I see this is an old thread but it is still open, so I hope this is a good place for my question. I'm struggling to understand how to interpret the standard errors for a probability model. I saw in the Wager et al 2014 paper (footnote on p 1626) and comments on issue #136 that the regression standard errors can be converted to Gaussian confidence intervals. Since the response values from the probability random forest are probabilities, it is not clear to me how to interpret the standard errors in this case in any absolute way. Is it possible to get a confidence interval for the probability estimates from the standard errors? If this were a traditional generalized linear model, I would convert the probabilities to a logit scale and calculate the CI that way, but I don't know if that is a legitimate way to do this for a RF. Thank you.

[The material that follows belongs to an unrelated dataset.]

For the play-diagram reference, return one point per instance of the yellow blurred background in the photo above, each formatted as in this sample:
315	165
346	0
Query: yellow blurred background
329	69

brandongreenwell-8451 commented 4 months ago

Hi @allison-patterson, I see your point and here are my two cents.

@mnwright and others may hopefully have some additional insights or alternative suggestions!

allison-patterson commented 4 months ago

Hi @brandongreenwell-8451, thank you for considering my problem.

I looked into using quantile regression, but I don't think it is possible. I had to convert my classes to 0/1 to run the quantile regression option (which is probably problematic to start with). The predictions were largely consistent with the probability RF, but the predicted standard errors showed no correlation with the standard errors from the probability RF. When I tried to predict to quantiles the results are either 0 or 1, with any individual observation making the switch from 0 to 1 at quantile that corresponds to the predicted quantile.

I looked into natural gradient boosting, essentially following the classification tutorial at: https://github.com/acca3003/ngboostR. It didn't seem necessary in the classification case. The predictions for a classification model are for a binomial distribution which only has one parameter, so the predicted probability is the same as the predicted distribution. This left me scratching my head again about whether a SE even makes sense for these classification models.

I found some options for conformal inference in R within the 'probably' package, but none of these were compatible with classification models.

brandongreenwell-8451 commented 4 months ago

Ahh, yes, I seemingly responded while forgetting you were dealing with a binary outcome! I think NGBoost could still work, if the above standard errors are akward to deal with on a probability scale. Since you're estimating the single parameter of a Bernoulli distribution (i.e., p) then you also know the standard deviation sqrt(p * (1-p)). I don't see why you could not use this with any of the formulas for a confidence interval for a Bernoulli probability!

For instance, as described in the "Exact binomial confidence intervals" in this SE post.